Open Source CRM

Open source software is making waves in enterprise IT; even so it's a flood short of a tsunami when it comes to Customer Relationship Management (CRM) software applications.

While these systems offer advantages in lowering acquisition costs and offering source code flexibility, market growth has yet to take off. The barrier preventing its rise sometimes stems from open source's own limitations and other times enterprises' non-compromising and increasingly inflated expectations when it comes to mission critical business systems.

The expectation of free equaling something-for-nothing often provides the first letdown. The second may come from the deflated promises of maintainability, reliability and scalability.

"Either through changes made to the core system to conform to the client's desire to function in a certain way, which does away with the design intent of the initial solution, or through deployment in less-than-ideal setups to save money, the planned and core functionality is not always deployed," explains noted CRM analyst and strategist, Esteban Kolsky, president of thinkJar.

"While this could be considered a problem for all solutions, most of the commercial applications are not going to be put into similar situations, so open source is at a disadvantage provided by its own flexibility," he added.

Kolsky noted that the SugarCRM touts a built-in set of features to counter this problem but says such a claim is yet to be substantiated, and in reality, may only work for a small number of scenarios.

Free versus Cheap

The initial appeal of open source is most often its freebie nature – especially in the current economic climate.

"Most organizations look at open-source CRM systems as a way to cheaply and easily deploy CRM," says Kolsky. "And to an extent, it is true – it is cheap."

"However, open-source CRM systems suffer the same problem as most other open source enterprise software solutions: they are not always trusted at an enterprise level, have the potential for high vulnerability, and -- most importantly -- are not so cheap in the long run," he explained.

Indeed, the 'free' part of non-proprietary CRM software is on the front-end; the potential budget-buster typically comes later.

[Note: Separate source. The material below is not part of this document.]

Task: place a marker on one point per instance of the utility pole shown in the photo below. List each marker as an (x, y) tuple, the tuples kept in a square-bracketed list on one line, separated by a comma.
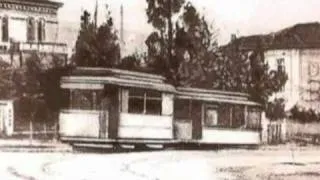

Initial licensing may be free – unless you buy support or additional fee-based modules, but even those come at a much lower cost than commercial counterparts.

"However, the cost of modifying or integrating open-source CRM software into other enterprise systems and databases is often higher, requires more customization at a similar cost as commercial CRM packages, and the long-term implications of deploying open source software may include high-costs of maintenance versus comparable commercial solutions," says Kolsky. "And I am not talking about maintenance licenses or costs, just what the organizations must pay to maintain their own solution."

Extensibility is a Benefit, not a Solution

Open source works fine in standardized operating systems or uniform enterprise applications "but not for collaborative, multi-user applications like CRM, supply chain planning, accounting systems, ERP software, etc," says J.B. Kuppe, vice president at Boardwalktech.

Kuppe's statement highlights the problem at hand; the platform isn't the key question to be asked.

"Enterprises have come to understand that open-source is just a feature of a product -- the software product still has to stand on its own merits whether-or-not you can see the code," explains Amit Dav, president of salesElement, a proposal automation company that integrates with six major CRM systems (both open source and proprietary).

"If it's a solid product, like SugarCRM for example, then the open-source feature is a nice to have, especially if other parts of your business are using PHP," he says. "However, it's unlikely someone will make a pure buying decision, especially enterprises, based on the fact that a product is open source."

Openly sourced CRM applications are also beginning to lose some of their unique advantages to proprietary systems.

"CRM companies like Salesforce have created their own languages (Apex,, Lightning) to let developers extend the product and others have SDKs that let you substantially add features -- essentially providing a lot of the value that open source brings," explains Dav.

"Few will argue that open source isn't a plus, but often, it's the speed of deployment and features of the system that determine the value," he added.

The Future Looks Bright

Other analysts are more bullish. According to Chris Nichols of Vantive, "Open source CRM and other business applications will indeed disrupt the existing (commercial, closed-source) business applications software industry."

He and others suggest arguments that open source software isn't ready for enterprise applications or heavy lifting are outdated and falling on deaf ears. Nor can benefits such as limitless extensibility and freedom from vendor lock-in be denied. To some, a final caution is whether open source software providers possess staying power as evidenced by viable business models.

However, this too may be an over weighted consideration born from the proprietary software world. Unlike commercial closed source software vendors which must stay in business to continue their support and advancement of the software, open source solutions can continue to survive and even thrive without the original vendor from which the solution was acquired. In a successful open source model, the power of the decentralized community is far more potent than any single player, including the creator.